Les ordinateurs quantiques, comme quiconque a déjà demandé un devis le sait, sont une plaie. Ils nécessitent des températures proches du zéro absolu (-459°F), soit à peu près la température de l'espace lointain et, coïncidence, la température de la patience de la plupart des gens envers cette technologie. Mais des chercheurs de l'Université de Stanford ont développé un dispositif optique nanométrique qui fonctionne à température ambiante en reliant les propriétés quantiques de la lumière et des électrons. Cela pourrait conduire à des technologies quantiques plus petites et moins chères, capables de transmettre des informations sur de longues distances sans nécessiter d'installation cryogénique.
Le dispositif permet l'intrication entre photons (particules de lumière) et électrons, une exigence fondamentale pour la communication quantique. Jennifer Dionne, professeure de science et génie des matériaux à Stanford et auteure principale de l'étude publiée dans Nature Communications, note que le matériau n'est pas nouveau, mais la façon dont ils l'utilisent l'est. « Il fournit une connexion de spin très polyvalente et stable entre électrons et photons, qui est la base théorique de la communication quantique », dit-elle. « Cependant, en général, les électrons perdent leur spin trop rapidement pour être utiles. » Alors ils ont réparé ça.

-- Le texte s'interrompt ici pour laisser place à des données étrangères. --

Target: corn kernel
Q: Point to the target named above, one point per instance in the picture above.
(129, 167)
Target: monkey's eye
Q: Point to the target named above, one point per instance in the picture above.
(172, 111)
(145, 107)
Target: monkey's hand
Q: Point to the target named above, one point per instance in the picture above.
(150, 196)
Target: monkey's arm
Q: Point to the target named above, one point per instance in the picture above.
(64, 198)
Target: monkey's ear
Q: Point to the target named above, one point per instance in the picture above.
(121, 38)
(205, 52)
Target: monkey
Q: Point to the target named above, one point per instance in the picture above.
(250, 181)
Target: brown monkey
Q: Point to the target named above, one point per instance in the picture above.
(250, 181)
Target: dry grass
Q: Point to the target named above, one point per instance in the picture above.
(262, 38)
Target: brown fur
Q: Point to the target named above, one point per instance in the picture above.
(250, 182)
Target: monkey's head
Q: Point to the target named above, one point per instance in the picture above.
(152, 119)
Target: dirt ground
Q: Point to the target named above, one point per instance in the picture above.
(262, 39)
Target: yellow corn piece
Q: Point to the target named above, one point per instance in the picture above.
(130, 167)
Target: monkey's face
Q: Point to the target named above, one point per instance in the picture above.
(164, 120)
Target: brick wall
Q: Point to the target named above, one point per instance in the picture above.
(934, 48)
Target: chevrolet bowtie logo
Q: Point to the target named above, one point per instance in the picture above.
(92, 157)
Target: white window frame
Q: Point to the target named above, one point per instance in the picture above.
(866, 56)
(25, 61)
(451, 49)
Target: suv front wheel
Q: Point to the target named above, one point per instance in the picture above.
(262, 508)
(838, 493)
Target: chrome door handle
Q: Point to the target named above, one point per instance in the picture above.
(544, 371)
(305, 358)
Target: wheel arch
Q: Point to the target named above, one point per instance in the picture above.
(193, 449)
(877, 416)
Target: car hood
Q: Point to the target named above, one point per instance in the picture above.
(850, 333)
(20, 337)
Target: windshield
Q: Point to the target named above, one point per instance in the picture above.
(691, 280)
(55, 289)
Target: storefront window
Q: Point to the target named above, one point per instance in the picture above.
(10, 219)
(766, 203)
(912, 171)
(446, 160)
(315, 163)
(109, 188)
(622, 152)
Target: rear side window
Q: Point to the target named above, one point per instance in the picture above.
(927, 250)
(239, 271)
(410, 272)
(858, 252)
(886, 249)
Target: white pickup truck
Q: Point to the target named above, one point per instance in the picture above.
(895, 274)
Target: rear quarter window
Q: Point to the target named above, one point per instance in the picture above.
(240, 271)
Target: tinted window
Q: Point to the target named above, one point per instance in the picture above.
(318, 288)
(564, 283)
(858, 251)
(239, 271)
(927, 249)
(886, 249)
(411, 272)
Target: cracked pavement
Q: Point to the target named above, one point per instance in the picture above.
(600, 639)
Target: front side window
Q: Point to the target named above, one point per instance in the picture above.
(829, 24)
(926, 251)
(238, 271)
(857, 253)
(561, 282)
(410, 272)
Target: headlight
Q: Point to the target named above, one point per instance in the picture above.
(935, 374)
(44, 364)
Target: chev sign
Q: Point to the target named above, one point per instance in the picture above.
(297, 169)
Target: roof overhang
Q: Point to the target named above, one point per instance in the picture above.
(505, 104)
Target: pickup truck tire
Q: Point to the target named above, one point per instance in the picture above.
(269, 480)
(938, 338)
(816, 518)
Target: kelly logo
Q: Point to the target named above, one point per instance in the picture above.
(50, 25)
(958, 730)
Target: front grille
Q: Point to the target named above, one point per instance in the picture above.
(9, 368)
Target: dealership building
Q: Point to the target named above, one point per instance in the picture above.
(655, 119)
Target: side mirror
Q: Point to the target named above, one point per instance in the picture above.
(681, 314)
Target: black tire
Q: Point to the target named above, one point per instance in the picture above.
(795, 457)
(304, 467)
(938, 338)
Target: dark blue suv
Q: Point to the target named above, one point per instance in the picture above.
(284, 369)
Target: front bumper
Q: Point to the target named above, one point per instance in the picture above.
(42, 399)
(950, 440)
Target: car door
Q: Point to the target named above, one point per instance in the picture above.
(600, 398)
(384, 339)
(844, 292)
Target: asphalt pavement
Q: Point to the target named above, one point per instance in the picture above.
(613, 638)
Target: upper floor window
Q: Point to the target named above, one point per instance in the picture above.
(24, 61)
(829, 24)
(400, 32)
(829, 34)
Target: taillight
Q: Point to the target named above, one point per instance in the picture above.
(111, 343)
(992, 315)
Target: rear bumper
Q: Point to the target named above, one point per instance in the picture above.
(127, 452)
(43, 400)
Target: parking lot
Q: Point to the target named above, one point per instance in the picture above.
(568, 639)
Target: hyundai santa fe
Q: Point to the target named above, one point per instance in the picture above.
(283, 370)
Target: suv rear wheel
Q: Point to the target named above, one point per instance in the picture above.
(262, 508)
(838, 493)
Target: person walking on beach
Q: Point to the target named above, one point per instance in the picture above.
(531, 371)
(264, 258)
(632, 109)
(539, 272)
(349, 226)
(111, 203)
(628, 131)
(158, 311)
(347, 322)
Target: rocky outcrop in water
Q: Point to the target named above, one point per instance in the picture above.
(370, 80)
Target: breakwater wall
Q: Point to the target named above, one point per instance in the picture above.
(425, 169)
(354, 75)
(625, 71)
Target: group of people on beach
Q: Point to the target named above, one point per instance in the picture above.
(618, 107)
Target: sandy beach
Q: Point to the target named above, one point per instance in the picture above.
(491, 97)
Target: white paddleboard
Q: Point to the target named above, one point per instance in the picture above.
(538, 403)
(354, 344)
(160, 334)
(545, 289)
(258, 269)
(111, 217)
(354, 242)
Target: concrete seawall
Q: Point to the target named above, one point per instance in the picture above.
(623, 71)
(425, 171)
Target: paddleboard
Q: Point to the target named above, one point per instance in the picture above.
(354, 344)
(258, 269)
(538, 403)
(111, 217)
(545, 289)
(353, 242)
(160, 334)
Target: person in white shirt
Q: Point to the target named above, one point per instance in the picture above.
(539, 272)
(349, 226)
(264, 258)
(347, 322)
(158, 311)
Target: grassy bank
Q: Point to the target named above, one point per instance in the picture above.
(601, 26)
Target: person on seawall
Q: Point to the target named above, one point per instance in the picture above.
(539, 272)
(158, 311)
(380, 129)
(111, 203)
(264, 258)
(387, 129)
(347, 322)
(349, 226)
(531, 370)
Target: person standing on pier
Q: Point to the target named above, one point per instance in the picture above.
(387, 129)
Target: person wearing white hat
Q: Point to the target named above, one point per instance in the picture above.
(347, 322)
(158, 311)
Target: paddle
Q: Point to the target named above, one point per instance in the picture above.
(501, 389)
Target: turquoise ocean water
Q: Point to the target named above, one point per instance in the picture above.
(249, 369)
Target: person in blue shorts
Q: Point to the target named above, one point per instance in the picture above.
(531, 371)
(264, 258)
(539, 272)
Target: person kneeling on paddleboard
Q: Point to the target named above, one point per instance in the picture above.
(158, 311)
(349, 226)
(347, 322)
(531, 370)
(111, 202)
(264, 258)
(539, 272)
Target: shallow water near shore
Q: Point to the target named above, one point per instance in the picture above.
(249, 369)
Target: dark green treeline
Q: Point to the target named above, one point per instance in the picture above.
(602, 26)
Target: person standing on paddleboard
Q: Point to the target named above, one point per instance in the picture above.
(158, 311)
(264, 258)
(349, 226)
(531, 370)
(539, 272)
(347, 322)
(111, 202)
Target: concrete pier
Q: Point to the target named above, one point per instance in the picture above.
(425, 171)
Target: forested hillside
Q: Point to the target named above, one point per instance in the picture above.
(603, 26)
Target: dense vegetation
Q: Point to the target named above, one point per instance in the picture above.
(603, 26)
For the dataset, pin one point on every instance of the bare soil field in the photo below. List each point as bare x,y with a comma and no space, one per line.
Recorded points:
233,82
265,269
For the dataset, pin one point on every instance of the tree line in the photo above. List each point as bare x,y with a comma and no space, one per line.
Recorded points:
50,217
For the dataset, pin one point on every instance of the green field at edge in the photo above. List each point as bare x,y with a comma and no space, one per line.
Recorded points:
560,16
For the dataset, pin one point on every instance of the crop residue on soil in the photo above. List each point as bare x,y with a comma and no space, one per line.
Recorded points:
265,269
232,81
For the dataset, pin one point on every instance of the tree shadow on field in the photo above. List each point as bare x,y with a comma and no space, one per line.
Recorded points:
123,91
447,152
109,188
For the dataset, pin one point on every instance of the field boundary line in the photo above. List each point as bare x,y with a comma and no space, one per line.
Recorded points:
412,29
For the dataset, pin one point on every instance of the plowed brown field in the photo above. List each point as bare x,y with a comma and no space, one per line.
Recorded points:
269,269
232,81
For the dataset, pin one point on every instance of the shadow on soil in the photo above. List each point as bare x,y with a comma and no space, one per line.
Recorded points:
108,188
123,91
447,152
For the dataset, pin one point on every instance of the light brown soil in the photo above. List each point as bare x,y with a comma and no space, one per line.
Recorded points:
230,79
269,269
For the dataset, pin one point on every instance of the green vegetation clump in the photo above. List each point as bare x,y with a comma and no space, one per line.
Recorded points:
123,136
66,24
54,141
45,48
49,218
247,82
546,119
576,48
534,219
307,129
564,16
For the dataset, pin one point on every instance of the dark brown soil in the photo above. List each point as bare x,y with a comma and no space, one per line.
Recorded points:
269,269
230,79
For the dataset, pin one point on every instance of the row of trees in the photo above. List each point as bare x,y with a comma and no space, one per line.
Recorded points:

L'engin combine une fine couche de diséléniure de molybdène (MoSe2) avec un substrat de silicium nanostructuré. Le diséléniure de molybdène fait partie d'une famille appelée dichalcogénures de métaux de transition (TMDC), prisés pour leurs propriétés optiques et quantiques. Les nanostructures de silicium génèrent ce que les chercheurs appellent « lumière tordue ». Feng Pan, chercheur postdoctoral et premier auteur de l'article, explique : « Les photons tournent en tire-bouchon, mais plus important encore, nous pouvons utiliser ces photons tournants pour imprégner de spin les électrons qui sont au cœur du calcul quantique. » Donc c'est essentiellement un très petit et très précis tordeur de lumière.
Les nanostructures modelées ont à peu près la taille des longueurs d'onde de la lumière visible – invisibles à l'œil nu, mais cruciales pour manipuler les photons afin qu'ils tournent vers le haut ou vers le bas. Cette lumière tordue peut s'intriquer avec les spins des électrons, créant des qubits, les blocs de construction de l'information quantique. En informatique conventionnelle, ce sont des zéros et des uns ; en quantique, les qubits exploitent les effets quantiques pour faire les choses différemment. Le gros obstacle a été la décohérence – la perte d'information quantique – qui nécessite généralement un refroidissement extrême pour l'éviter. Ce dispositif contourne cela en fonctionnant à température ambiante, le rendant relativement peu coûteux et pratique.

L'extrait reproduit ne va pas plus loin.